What is the heritability of WHR in males and females? Is this
different from your previous results? Rerun the LDSC commands from
Question 1 adding the following flag:
--two-step INFINITY
. What can you conclude?
Interpret the bivariate LD score intercept.
What can you conclude regarding the genetic architecture of WHR in males and females.
We now provide summary statistics for two GWAS of Waist-to-Hip Ratio (WHR) in males and females in the UK Biobank (UKB). The files are already formatted for LDSC.
Copy the new GWAS summary statistics
cp /data/module3/Prac5_LDSC/ukb_whr_*.sumstats.gz .
Question 3
Estimate the heritability of WHR in males and females from the UKB. How does it compare with your previous results. Is this expected?
Estimate the genetic correlation between UKB males and UKB females for WHR. How does it compare with you previous analyses using data from GIANT?
Interpret the bivariate LDSC intercept for the two WHR GWAS in the UK Biobank.

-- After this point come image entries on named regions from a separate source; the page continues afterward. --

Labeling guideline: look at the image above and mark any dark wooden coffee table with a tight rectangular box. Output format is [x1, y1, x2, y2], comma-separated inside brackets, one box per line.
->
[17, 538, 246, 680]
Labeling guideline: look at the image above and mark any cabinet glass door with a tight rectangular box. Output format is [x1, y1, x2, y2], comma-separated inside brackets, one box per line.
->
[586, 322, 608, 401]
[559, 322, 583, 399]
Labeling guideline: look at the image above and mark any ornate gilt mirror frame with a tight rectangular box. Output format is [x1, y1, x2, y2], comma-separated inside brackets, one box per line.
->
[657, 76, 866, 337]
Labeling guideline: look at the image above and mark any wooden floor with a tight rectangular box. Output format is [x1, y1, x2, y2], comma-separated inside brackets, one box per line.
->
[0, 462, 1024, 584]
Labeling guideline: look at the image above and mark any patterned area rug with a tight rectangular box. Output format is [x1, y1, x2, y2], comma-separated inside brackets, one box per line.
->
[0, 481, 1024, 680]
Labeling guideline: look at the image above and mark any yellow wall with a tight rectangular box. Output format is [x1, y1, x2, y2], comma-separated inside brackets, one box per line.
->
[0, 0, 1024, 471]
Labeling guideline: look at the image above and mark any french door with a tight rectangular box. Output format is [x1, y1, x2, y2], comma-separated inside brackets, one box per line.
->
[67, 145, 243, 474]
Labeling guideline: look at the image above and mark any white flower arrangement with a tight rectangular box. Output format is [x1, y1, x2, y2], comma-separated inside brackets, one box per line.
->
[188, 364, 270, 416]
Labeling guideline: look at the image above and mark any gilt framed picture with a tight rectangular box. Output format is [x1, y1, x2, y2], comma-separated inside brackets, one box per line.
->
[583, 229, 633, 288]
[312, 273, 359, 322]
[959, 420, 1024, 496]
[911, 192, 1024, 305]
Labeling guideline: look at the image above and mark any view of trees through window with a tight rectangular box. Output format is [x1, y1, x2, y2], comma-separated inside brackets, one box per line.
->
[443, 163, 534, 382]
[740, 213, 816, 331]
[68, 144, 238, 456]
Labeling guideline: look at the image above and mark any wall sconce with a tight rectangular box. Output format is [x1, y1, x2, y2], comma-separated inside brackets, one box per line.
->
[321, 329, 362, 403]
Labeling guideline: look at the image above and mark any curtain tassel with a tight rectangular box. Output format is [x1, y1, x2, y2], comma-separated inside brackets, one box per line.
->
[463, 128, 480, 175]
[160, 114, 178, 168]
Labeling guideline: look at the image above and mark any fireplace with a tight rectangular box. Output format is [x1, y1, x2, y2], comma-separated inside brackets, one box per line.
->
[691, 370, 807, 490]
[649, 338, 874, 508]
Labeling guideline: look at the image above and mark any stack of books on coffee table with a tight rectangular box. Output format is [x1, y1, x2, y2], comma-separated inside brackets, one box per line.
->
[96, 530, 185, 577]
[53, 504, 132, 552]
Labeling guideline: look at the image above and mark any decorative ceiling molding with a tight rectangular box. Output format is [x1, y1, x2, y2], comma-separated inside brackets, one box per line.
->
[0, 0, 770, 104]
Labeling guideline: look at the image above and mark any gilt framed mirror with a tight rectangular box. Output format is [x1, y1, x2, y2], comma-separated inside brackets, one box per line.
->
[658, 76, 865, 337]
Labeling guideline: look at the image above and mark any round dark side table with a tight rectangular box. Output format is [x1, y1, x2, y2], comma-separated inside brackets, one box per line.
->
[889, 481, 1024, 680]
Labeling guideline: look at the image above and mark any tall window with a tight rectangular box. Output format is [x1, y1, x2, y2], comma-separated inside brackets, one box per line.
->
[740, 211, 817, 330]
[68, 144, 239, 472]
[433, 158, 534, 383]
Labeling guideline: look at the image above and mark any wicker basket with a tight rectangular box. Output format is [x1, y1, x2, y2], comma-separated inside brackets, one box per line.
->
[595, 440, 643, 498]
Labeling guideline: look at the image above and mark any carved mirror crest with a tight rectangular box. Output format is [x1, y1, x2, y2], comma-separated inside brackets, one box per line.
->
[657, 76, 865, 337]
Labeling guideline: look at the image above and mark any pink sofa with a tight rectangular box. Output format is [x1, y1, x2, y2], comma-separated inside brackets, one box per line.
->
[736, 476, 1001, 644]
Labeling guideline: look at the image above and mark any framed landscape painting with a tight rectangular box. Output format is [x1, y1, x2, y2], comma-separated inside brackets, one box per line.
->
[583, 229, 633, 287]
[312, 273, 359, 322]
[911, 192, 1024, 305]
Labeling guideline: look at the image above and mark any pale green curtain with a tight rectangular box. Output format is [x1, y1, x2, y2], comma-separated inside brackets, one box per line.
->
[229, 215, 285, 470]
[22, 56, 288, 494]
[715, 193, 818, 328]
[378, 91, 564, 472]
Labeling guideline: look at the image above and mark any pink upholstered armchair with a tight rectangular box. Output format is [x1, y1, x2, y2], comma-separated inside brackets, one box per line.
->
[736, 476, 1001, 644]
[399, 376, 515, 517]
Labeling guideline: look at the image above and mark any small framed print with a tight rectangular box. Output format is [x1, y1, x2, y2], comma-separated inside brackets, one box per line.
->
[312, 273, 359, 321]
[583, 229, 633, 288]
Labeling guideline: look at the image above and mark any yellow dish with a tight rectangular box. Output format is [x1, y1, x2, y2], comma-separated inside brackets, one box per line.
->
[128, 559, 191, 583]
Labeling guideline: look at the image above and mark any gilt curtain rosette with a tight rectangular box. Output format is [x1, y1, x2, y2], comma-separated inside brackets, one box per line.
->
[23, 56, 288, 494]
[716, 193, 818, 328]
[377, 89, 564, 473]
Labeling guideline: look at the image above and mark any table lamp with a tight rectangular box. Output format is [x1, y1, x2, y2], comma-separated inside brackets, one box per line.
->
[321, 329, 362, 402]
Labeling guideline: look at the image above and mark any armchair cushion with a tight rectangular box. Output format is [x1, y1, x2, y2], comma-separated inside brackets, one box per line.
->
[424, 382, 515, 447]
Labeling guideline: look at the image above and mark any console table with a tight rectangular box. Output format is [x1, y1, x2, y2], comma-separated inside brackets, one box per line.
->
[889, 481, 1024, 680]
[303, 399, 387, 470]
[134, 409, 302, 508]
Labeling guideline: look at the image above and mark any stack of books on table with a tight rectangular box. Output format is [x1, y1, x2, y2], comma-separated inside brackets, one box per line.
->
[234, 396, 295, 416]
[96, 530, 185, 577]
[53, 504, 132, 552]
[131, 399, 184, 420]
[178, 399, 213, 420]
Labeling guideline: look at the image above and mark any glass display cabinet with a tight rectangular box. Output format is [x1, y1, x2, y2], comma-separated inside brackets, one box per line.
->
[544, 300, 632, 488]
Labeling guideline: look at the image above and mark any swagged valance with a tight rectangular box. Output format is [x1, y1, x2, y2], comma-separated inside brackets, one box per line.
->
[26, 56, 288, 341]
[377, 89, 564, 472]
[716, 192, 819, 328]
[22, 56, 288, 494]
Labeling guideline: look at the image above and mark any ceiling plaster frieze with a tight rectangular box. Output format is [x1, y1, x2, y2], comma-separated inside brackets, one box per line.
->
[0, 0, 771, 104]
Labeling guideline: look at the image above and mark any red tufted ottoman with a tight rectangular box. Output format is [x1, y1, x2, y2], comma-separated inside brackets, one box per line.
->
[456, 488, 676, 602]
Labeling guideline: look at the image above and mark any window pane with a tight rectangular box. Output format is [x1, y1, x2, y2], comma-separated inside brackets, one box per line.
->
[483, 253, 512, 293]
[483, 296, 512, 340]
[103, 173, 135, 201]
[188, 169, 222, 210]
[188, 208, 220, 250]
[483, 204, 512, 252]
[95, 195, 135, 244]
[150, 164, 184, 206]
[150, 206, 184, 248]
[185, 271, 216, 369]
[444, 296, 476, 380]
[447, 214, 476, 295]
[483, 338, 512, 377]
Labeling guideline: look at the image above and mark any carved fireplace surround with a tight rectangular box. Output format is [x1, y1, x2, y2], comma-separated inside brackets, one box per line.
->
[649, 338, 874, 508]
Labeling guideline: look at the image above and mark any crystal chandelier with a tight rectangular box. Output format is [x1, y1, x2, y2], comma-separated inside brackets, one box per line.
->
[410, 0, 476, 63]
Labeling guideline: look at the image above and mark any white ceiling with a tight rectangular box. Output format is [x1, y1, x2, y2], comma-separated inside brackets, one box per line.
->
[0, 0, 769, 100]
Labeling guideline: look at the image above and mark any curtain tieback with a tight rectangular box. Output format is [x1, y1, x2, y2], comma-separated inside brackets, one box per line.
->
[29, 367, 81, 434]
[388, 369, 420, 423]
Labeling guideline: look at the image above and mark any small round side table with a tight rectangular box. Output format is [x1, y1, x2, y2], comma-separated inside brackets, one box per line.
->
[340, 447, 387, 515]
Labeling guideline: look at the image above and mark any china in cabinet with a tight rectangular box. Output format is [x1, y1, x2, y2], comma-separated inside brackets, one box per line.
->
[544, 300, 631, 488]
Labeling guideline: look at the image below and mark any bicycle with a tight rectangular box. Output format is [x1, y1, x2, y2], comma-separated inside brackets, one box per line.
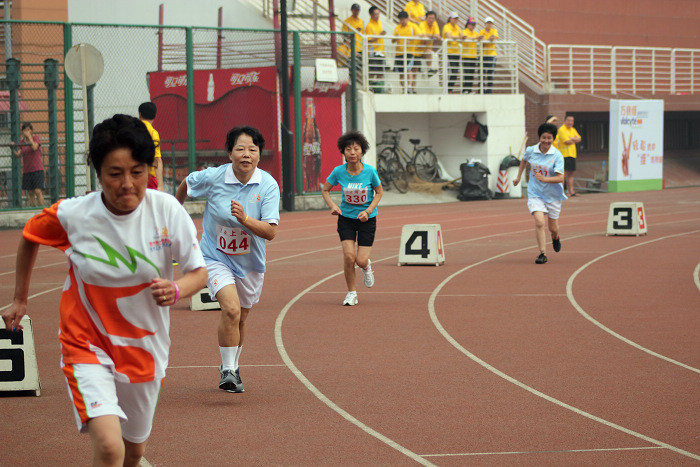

Estimate the genetic correlation between UKB (fe)males and GIANT (fe)males for WHR.
Download LDSC files
git clone https://github.com/bulik/ldsc
Download LDSC scores calculated in European ancestries individuals from the 1000 Genomes Project
wget https://data.broadinstitute.org/alkesgroup/LDSCORE/eur_w_ld_chr.tar.bz2
tar -xvf eur_w_ld_chr.tar.bz2
Unfortunately this link is not active at the moment.